David Karp, File, Associated Press
NEW YORK — With its noisy drum circle, meandering parades of bandanna-clad youth and disdain for centralized leadership, the Occupy Wall Street encampment sometimes has the ragtag look of a group that is making things up as it goes along and discovering its own purpose along the way.
But from the start, the movement has also gotten support from a long list of experienced, well-funded organizations, unions and political committees — sometimes to the discomfort of more radical protesters who worry about their message being co-opted or watered down.
After an initial hesitation to get involved, unions from Boston to Los Angeles have sent members to march in the demonstrations and donate air mattresses, food and other supplies. In San Francisco and San Diego, members of the California Nurses Association have staffed first aid stations at Occupy events.
MoveOn.org, a group that has given millions to liberal Democrats, has promoted the demonstrations relentlessly on its Web site and in blast emails.
To most of the youthful radicals at the movement's heart, all this help is welcome, but with a caveat.
"This is a movement of individuals, not managed political coalitions," said Alexa O'Brien, one of the many early organizers who helped get the New York occupation started on Sept. 17.
Unions can be great, and their support is "critical," but they can be corrupt, too, she said. And the Democratic Party, she added, is part of the problem.
"If you are going to ask corporations to get out of elections, you have to ask all special interests to get out of elections," she said. "This movement is about building civic infrastructure for regular citizens."
Today, the group that has now occupied a city park for six weeks shows few signs that it is allowing outside organizations a substantial role in planning its marches, making decisions, or deciding what issues to embrace. But it has also turned to a network of left-leaning organizations for help, some of which have been around since before most of the protesters were born.

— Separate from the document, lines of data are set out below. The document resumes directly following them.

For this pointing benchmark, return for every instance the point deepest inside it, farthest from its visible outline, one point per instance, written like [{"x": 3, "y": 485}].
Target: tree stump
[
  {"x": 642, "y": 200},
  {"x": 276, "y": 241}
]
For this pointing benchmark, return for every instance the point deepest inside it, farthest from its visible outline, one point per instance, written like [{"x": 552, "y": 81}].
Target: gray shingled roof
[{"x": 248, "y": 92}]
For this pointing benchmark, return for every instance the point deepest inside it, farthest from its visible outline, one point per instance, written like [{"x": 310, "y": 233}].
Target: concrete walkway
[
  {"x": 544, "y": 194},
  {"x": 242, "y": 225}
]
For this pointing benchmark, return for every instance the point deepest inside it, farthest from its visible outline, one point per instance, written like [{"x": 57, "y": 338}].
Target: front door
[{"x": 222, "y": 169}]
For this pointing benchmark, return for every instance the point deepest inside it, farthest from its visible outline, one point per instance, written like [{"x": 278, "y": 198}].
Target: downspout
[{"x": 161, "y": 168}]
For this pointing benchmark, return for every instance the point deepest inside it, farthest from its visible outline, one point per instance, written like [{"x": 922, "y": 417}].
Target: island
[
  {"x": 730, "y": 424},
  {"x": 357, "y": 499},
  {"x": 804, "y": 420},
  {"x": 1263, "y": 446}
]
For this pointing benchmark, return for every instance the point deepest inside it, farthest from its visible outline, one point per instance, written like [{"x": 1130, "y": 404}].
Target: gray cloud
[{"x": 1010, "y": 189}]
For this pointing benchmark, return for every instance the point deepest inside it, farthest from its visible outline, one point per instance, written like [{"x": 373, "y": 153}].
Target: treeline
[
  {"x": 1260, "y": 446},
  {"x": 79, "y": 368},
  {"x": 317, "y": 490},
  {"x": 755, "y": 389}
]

The group of activists who began meeting to plan the demonstrations in mid-summer included several people who had been involved in an organization called US Uncut, which is affiliated with the Institute for Policy Studies, a Washington think tank that cut its teeth opposing the Vietnam War.
When Occupy Wall Street needed an established nonprofit group to help handle incoming donations, which have now topped $500,000, they turned to the Alliance for Global Justice, an entity originally founded in 1979 to build support for the communist Sandinista government in Nicaragua.
The National Lawyers Guild, whose members have been representing dissenters, peaceniks, and civil-rights activists since1937, has set up Occupy legal hotlines in 19 cities and been representing protesters arrested across the country.
Even the unofficial newspaper of the New York encampment, The Occupy Wall Street Journal, didn't simply spring organically from the protesters' base in Zuccotti Park; it is a special edition of the Indypendent, an alternative newspaper that has been publishing for 11 years.
All of this support by outside groups has become a rallying point by the movement's critics, who have accused it being manipulated behind the scenes by government worker unions trying to keep taxes high, or by Democrats trying to use the "class warfare" card in upcoming elections, or by community organizing groups trying to drum up support for government entitlement programs.
If that's happening, there is scant evidence in Occupy Wall Street's daily organizational meetings, where the demonstrators seem to focus a substantial amount of time and energy on the logistics of keeping the camp running and building an organization. Much of the assistance provided has been more inspirational than operational.